Healthcare navigators in the clinical space can be nurses or other clinicians, but they do not have to be. A 2017 study in JAMA Oncology found that non-clinician, layperson navigators can help patients at a lower cost.
Layperson navigators worked with patients in cancer treatment centers in Alabama, Georgia, Florida, Tennessee, and Mississippi. The only background requirement for navigators was having a bachelor’s degree. Patient navigators helped patients with practical, informational, financial, familial, emotional, spiritual, and physical concerns.
Layperson navigators had a 1:10 return on investment, helping to lower expenses for healthcare organizations.
The quality care and care coordination they facilitated also helped drive down patient costs. Average costs declined by $781.29 per patient per quarter. That created a total cost savings of $19 million annually across the cancer treatment network.
Layperson healthcare navigators also helped improve quality of care, as made evident by less frequent emergency interventions. Emergency department admissions declined by six percent and hospitalizations by eight percent.
Success comes because layperson healthcare navigators work with patients in between care encounters, according to the study authors.
“Unlike physicians and nursing staff, navigators are not limited by the traditional model of clinic-based care. They engage patients during clinical encounters with health care professionals and between appointments through frequent telephone communication,” the JAMA researchers said. “This patient-centered, preventive, proactive approach has the potential to lead to increased patient activation and earlier management of symptoms, decreasing the likelihood of unplanned admissions or inefficient care.”

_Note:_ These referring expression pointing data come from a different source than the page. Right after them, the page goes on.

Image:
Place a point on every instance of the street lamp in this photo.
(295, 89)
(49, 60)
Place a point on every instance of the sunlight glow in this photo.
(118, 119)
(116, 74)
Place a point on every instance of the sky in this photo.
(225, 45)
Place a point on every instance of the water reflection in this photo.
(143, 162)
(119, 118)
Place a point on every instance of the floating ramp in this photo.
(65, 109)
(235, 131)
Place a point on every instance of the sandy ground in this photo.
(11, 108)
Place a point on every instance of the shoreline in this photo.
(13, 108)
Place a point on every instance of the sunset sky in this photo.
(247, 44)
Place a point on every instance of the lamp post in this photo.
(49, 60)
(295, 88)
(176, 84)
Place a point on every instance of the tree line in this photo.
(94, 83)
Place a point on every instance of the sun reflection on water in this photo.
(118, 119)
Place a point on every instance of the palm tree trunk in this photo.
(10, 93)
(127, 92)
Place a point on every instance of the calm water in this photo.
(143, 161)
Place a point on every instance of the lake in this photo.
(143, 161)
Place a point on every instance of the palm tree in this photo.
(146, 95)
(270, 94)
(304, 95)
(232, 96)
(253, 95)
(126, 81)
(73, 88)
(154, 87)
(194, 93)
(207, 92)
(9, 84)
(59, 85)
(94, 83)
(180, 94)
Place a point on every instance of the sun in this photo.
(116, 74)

Nurses and other clinical staff are also helpful for healthcare navigation. These individuals can explain complex care and treatment needs, diagnoses, and care plans with patients. Clinician care navigators can also streamline the discharge process, making discharge more efficient and educational for patients.
Healthcare navigators and patient advocacy groups
Understanding patient navigators in both the payer and clinical spaces often calls into question the difference between navigators and patient advocates. Both seek to help patients traverse through a convoluted healthcare system, and both are involved in helping patients access care or payer coverage.

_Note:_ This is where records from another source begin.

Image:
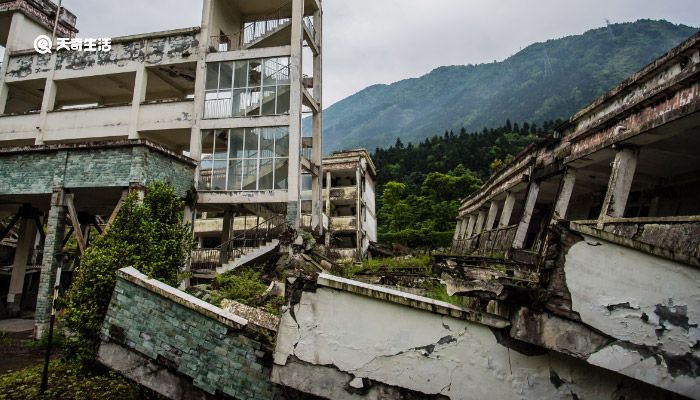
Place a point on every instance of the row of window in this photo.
(245, 159)
(247, 88)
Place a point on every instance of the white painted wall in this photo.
(340, 336)
(618, 290)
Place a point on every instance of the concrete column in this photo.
(49, 101)
(529, 207)
(228, 226)
(491, 217)
(358, 207)
(199, 84)
(567, 188)
(295, 76)
(480, 222)
(140, 84)
(25, 243)
(458, 229)
(328, 207)
(471, 225)
(53, 247)
(317, 127)
(15, 27)
(507, 210)
(619, 185)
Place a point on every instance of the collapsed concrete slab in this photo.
(346, 339)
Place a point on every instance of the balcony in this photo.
(342, 194)
(675, 238)
(487, 243)
(343, 224)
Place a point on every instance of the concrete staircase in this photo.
(246, 247)
(249, 255)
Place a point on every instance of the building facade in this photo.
(349, 202)
(224, 101)
(589, 241)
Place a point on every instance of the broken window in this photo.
(247, 88)
(245, 159)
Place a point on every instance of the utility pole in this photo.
(45, 375)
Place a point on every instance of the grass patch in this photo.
(243, 285)
(68, 381)
(392, 264)
(439, 292)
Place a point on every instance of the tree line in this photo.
(421, 185)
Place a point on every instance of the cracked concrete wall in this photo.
(650, 305)
(127, 53)
(341, 345)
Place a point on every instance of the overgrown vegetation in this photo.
(244, 285)
(68, 380)
(421, 262)
(147, 235)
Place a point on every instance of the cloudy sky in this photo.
(383, 41)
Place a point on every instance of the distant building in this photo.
(214, 109)
(349, 216)
(349, 202)
(596, 230)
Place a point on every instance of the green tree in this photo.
(148, 235)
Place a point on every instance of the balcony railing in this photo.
(489, 242)
(676, 238)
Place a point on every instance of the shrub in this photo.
(148, 236)
(417, 239)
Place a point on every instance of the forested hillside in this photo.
(421, 185)
(542, 82)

There are conflicting opinions about the differences between patient navigators and patient advocates. Some organizations, such as patient navigation firm Patient Navigator, claim that there is no agreed-upon difference between the two professions.
Other experts believe there is a difference between the two based on which areas of the healthcare industry the advocate or navigator is working.
According to the patient advocacy group Pathfinders, patient advocates work for private organizations. They help patients navigate the healthcare industry at large, amongst multiple facilities regardless of affiliation. Patient advocates also help patients find their care, find ways to pay for their care, or receive community assistance.
The difference between patient advocates and patient navigators may be entirely negligible, Pathfinders contends.
“What’s really important is not the name of the service or who does what: what matters most is finding someone who can make a medical diagnosis less stressful and more personal,” Pathfinders writes on its website.
Patient and healthcare navigation is a fledgling job within the healthcare industry. With the rise of patient-centered and value-based care, patient navigators may prove their worth.
These partners in care can help patients work their way through the complicated health system and better understand, ideally leading to better outcomes and stronger patient activation.